The bird scarer had little to do! The ground was so frozen, that the birds couldn't peck at the furrowed earth, and were thus denied a pice of the tasty crop. By midmorning on Wednesday the sun was warm, as we walked past the scarey face, that looks like a cross between an angry bird and me on a cold morning, when I have to get up out of bed. I walked with a friend from the centre of Devizes along the frozen towpath to "The Crown" at Bishops Cannings. It's a good, flat walk with much on interest to see and hear on and beside the canal.
The birds cheeped in the trees, and overhead we heard the call of a circling sparrowhawk, identified for me by my walking partner who has more knowledge of bird call that I, although I can recognise a territorial robin and a wren in the bushes.

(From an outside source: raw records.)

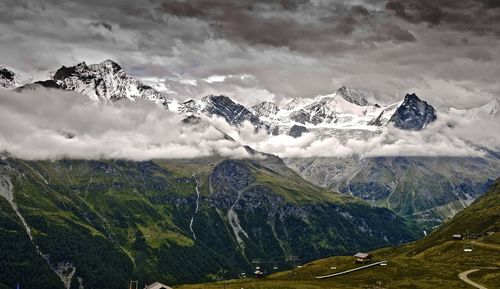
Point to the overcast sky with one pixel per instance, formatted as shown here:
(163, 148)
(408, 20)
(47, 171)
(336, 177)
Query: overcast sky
(445, 50)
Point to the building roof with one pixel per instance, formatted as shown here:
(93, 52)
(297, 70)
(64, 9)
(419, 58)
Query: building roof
(362, 255)
(157, 285)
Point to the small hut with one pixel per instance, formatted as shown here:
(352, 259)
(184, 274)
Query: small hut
(157, 285)
(363, 257)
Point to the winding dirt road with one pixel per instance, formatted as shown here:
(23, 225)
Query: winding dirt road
(463, 277)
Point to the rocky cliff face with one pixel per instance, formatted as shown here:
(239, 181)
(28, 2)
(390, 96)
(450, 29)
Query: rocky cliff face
(105, 81)
(6, 78)
(413, 114)
(265, 108)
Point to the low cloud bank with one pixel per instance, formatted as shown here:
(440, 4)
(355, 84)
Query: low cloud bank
(50, 124)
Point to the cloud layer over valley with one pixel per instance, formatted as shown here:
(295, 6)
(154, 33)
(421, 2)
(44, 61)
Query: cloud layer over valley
(48, 124)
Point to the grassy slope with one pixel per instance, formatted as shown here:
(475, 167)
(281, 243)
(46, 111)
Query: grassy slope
(432, 262)
(135, 215)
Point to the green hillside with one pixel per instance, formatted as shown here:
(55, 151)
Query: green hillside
(432, 262)
(99, 224)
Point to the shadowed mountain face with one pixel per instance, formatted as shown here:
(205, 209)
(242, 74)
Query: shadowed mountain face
(413, 114)
(97, 223)
(6, 78)
(105, 81)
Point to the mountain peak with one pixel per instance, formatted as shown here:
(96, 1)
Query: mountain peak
(105, 81)
(6, 78)
(265, 108)
(352, 96)
(413, 113)
(111, 64)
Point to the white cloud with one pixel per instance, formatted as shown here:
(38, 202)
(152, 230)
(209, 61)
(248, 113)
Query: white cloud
(46, 124)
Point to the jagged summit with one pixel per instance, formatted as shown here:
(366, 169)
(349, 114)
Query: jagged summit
(413, 114)
(265, 108)
(105, 81)
(6, 78)
(353, 96)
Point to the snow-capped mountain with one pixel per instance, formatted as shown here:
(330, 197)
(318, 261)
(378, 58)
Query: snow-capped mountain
(6, 78)
(105, 81)
(234, 113)
(265, 109)
(346, 113)
(413, 114)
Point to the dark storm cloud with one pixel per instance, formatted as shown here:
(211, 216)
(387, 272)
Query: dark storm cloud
(473, 15)
(288, 48)
(309, 26)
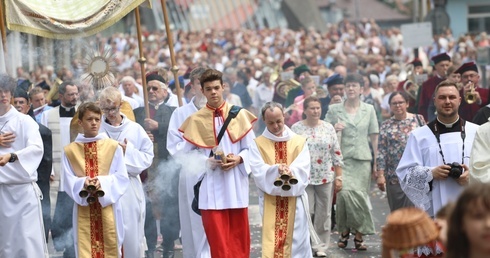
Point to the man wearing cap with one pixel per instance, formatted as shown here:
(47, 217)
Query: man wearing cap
(335, 88)
(471, 79)
(21, 149)
(129, 89)
(287, 66)
(404, 85)
(425, 104)
(263, 94)
(156, 126)
(38, 102)
(21, 103)
(299, 73)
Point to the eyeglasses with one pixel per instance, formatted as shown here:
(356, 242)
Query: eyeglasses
(152, 88)
(110, 110)
(355, 85)
(399, 103)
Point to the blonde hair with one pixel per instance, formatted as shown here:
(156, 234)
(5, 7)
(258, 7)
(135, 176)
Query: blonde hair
(110, 95)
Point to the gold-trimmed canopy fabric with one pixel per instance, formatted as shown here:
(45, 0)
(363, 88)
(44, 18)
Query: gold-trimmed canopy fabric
(66, 19)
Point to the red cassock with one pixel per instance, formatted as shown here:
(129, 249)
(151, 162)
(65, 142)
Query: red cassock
(426, 94)
(468, 111)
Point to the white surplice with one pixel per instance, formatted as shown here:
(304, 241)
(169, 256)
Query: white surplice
(138, 157)
(114, 186)
(421, 155)
(194, 241)
(265, 175)
(21, 222)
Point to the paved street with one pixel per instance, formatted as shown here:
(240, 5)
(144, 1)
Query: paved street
(373, 242)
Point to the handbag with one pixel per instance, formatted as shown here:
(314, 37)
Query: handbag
(195, 202)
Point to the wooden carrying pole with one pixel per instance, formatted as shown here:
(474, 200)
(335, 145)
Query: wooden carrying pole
(2, 27)
(175, 68)
(142, 61)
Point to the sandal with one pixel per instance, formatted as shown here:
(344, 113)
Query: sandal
(342, 243)
(359, 244)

It was a cold morning, and midway we popped into the pub for a welcome coffee and a warm up! We took a short cut back to Devizes across the frozen fields, saving ourselves a mile of frozen mud and large puddles covered in swirling patterns of half frozen ice.
This wretched width of cold (thanks Philip Larkin) was seen from Laywood Bridge, with the distant hills of Salisbury Plain on the horizon. Unfortunately heavy guns "crumped" all morning during army manoeuvers, which rather disturbed the peace and quiet.
The ducks sit on the ice, while in the background two swans annoy the boat owner by tapping on the boat´s hull and demanding food. I never fed the ducks or swans from my boat, because once they knew that I was a good source of easy food, they would wake me very early in the morning with their taps on the hull. It was even worse in the mating session, when the tapping was accompanied by frantic squawking and fighting amongst the male ducks on the metal roof of the boat! I must admit though, that I did enjoy being out there with raw nature!